Lipid metabolism in ischemic neuronal death. Activation of phospholipases (PLA₂, PC-PLC, PI-PLC, PLD) sphingomyelinases (N-SMase and A-SMase) following cerebral ischemia results in release of lipid second messengers DAG, phosphatidic acid (PA), docosahexaenoic acid (DHA), ArAc and ceramide. PI-PLC releases inositol-trisphosphate (IP₃) in addition to DAG; IP₃ stimulates intracellular Ca⁺⁺ release. PA and DAG can be readily interconverted by phosphatases and DAG-kinases. ArAc undergoes further metabolism by LOX to generate important vasoactive eicosanoids and ROS. Recent studies suggest that COX does not directly produce ROS during ArAc oxidative metabolism, but does form free radicals (i.e., carbon-centered radicals on ArAc) (148, 200). DHA (204) is metabolized to 10,17S-docosatriene (Neuroprotectin D1), an endogenous neuroprotectant. DAG and ArAc stimulate A-SMase and N-SMase, respectively, to generate pro-apoptotic ceramide (148).

Figure. 2

Asymmetric distribution of phospholipids (PL) in a plasma membrane

Figure. 3

PC synthesis through CDP-choline/Kennedy pathway (148). CCT is down-regulated after stroke, impeding PC synthesis (41). CCT:cytidine triphosphate:phosphocholine

Figure 4

The immediate products formed from PC by each class of phospholipase.

Figure 5

D609 (50 mg/kg in saline; i.p at the onset of reperfusion) attenuated ischemic injury volume (infarction) by 35 ± 5% after 1 hr MCAO/24 hr reperfusion (saline 270 ± 38 mm³).

Figure. 6

Cytokine mediated generation of lipid mediators DAG, ArAc and ceramide. This scheme also shows the relationship between glycerophospholipids and sphingolipids (148). TNF-α and IL-1 activate N-SMase and A-SMase through stimulation of PLA₂ and PC-PLC and release of ArAc and DAG, respectively. N-SMase and A-SMase hydrolyze SM to liberate ceramide. SM synthase transfers the phosphocholine head group of PC to ceramide to form SM and DAG.

Figure 7

Time course of changes related to cytokines, lipid metabolism and oxidative stress after stroke (148). ↑=increase, ↓=decrease, compared to control.

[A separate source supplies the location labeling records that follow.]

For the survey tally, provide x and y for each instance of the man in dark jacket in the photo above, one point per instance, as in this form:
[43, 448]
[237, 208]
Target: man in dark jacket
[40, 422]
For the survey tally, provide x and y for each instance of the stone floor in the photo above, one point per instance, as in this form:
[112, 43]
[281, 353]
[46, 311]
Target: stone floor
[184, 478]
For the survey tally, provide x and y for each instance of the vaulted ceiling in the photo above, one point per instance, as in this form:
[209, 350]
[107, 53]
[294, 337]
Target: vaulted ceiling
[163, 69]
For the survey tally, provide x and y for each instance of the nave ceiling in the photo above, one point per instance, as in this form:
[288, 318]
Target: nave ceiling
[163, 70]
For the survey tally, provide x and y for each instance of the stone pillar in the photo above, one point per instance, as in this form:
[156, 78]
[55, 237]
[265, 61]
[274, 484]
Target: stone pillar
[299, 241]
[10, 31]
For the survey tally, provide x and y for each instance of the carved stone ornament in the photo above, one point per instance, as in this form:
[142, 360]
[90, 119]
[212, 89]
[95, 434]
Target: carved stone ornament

HNE: 4-hydroxynonenal; MDA: malondialdehyde; •OH: hydroxyl radical. PLA₂ enzyme activity, sPLA₂ mRNA and protein expression, PC-PLC activity and PLD2 protein expression were increased after stroke. CCT catalyzes the rate-limiting step in the biosynthesis of PC. CCT activity and protein expression decreased following stroke. Activation of phospholipases and loss of CCT collectively resulted in the loss of PC (41).

Figure. 8

sPLA₂ protein expression increased in ipsi. cortex (IC) vs contra. cortex (CC); treatment with CDP-choline, TNF-α antibody (TNF-α ab), or IL-1 receptor antagonist (IL-1ra) attenuated this increase to CC levels. Relative sPLA₂ protein expression is given as IC/CC ratio.

Figure 9

D609 inhibited proliferation (75 ± 5%) of neurospheres. (A, B) bright field images; (C, D) BrdU incorporation (red); Hoechst nuclear stain (blue). (A, C) controls; (B, D) 3 days after exposure to 100 μM D609.

Figure. 10

Integration of cytokine response and lipid metabolism after stroke (148). Up-regulation of TNF-α and IL-1 differentially affects phospholipases, SMases; CCT and SM synthase in collectively causing loss of PC and SM and release of ArAc and ceramide.